Why anyone would remake Howard Hawks’ iconic 1946 film noir is a mystery. The answer in Michael Winner’s case seems to be a complete lack of competence.
Made for British television, specifically Lew Grade's ITV conglomerate, the story is transposed from 1940s LA to 1970s London, from black and white seediness to a Country Life picturesqueness and a grab-bag of headlining English and UK actors are pressed into service to careen us through the notoriously convoluted plot of Chandler’s novel.
If the complete jettisoning of the noir style in favour of an interior decor magazine aesthetic is the most bizarre global change most of the performance are staggeringly bad. The worst offenders are Edward Fox as a gun-wielding blackmailer, Sarah Miles in the Lauren Bacall role plays sultry a like a repertory coquette and the less said about Candy Clark as the kooky younger sister the better.
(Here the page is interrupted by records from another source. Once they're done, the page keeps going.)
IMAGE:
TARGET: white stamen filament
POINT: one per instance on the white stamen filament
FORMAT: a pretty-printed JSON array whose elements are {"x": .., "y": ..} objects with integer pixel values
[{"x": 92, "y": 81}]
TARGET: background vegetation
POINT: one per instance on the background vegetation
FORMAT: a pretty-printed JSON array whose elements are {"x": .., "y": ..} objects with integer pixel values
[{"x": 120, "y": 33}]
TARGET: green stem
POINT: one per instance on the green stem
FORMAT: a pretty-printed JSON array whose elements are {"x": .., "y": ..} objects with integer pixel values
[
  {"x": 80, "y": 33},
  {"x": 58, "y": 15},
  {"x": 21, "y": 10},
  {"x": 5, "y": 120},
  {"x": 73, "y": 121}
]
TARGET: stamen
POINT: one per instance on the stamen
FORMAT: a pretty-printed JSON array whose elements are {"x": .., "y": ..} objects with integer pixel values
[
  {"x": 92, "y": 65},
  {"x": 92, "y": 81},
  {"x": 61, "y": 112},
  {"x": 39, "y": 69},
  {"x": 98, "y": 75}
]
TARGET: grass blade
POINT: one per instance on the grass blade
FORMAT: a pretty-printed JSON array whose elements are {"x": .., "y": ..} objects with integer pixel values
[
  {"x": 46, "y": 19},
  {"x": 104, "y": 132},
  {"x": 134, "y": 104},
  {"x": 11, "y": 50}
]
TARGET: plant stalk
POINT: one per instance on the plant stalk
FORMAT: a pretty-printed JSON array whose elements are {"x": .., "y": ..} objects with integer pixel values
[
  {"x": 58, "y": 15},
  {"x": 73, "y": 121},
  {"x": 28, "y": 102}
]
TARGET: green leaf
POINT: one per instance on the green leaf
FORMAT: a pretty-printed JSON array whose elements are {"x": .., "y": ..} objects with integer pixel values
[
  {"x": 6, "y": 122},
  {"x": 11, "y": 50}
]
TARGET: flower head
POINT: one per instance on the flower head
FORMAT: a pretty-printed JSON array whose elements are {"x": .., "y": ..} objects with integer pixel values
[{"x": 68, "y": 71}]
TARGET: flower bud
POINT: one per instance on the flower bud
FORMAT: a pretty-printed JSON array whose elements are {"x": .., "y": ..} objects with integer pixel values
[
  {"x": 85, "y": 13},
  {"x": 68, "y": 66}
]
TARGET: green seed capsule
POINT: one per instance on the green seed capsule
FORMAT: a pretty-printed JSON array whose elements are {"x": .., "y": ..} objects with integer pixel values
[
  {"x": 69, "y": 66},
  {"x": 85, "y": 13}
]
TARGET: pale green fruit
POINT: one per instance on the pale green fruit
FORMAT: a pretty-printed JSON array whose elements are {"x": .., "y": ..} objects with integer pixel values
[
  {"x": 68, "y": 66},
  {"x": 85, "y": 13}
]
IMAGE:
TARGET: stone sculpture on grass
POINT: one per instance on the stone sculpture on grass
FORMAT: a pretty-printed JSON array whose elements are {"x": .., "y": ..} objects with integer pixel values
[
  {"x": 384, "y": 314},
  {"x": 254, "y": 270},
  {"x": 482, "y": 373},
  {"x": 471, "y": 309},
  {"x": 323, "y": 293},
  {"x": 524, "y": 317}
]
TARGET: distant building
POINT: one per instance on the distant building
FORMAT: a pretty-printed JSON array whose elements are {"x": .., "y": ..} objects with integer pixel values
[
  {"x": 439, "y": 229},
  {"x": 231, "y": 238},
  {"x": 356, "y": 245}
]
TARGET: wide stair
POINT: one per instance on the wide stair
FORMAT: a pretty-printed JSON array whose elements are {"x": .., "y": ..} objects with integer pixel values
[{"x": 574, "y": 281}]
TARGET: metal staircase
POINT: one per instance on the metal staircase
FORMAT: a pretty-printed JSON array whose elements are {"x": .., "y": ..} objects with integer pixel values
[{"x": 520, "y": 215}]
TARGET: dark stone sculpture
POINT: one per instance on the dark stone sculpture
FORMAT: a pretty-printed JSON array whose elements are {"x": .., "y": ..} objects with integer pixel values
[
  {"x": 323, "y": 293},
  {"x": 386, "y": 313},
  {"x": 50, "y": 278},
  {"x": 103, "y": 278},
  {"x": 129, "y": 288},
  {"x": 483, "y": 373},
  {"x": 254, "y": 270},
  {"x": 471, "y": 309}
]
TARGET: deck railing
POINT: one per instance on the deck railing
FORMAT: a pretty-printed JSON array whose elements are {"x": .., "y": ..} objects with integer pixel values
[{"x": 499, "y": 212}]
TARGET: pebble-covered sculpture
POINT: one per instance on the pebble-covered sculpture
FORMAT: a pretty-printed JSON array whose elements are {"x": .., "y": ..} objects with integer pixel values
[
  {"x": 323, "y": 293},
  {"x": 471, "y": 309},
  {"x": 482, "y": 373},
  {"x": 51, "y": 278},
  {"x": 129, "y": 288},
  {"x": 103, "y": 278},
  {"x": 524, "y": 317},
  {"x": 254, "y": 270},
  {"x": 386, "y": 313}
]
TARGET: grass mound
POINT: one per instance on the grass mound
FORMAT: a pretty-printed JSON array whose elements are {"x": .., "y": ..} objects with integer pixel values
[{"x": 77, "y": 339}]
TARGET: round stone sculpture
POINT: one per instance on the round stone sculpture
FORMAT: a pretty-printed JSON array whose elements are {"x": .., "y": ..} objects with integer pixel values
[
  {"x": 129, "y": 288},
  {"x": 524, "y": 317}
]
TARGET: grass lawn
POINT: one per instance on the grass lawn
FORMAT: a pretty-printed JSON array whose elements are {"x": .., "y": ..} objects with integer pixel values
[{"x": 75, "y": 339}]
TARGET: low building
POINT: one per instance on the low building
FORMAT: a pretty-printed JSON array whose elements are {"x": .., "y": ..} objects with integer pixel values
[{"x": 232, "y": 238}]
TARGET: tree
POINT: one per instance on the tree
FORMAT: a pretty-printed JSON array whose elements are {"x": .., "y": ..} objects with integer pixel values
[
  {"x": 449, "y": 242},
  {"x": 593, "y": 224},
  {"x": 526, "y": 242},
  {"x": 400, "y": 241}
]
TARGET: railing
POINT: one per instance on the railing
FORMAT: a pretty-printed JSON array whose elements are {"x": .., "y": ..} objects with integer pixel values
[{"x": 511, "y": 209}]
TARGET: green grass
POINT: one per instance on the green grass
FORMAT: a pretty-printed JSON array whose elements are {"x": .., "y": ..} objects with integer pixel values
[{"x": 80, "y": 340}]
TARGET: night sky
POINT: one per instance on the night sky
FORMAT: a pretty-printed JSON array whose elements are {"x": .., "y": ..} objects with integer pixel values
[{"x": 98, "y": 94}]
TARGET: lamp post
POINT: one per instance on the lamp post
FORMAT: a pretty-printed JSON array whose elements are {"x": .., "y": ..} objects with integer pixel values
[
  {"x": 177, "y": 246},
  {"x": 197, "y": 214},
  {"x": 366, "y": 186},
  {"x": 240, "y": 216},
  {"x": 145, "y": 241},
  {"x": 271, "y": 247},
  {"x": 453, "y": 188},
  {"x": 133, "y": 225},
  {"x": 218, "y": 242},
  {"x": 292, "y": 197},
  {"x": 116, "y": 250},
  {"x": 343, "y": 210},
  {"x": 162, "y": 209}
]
An incongruously cast and clearly healthy James Stewart fails to be remotely convincing as the dying General Sherwood.
In the lead Robert Mitchum, who played Marlowe in the reasonably effective 1975 British version of Chandler’s Farewell My Lovely (originally made in Hollywood in 1944 as Murder My Sweet) is his usual world-weary self but he might as well have played against a green screen for all the connection between him and anything going on around him with the possible exception of Oliver Reed's deliciously campy Eddie Mars.
In itself Winner's film is not good, as a remake it is awful.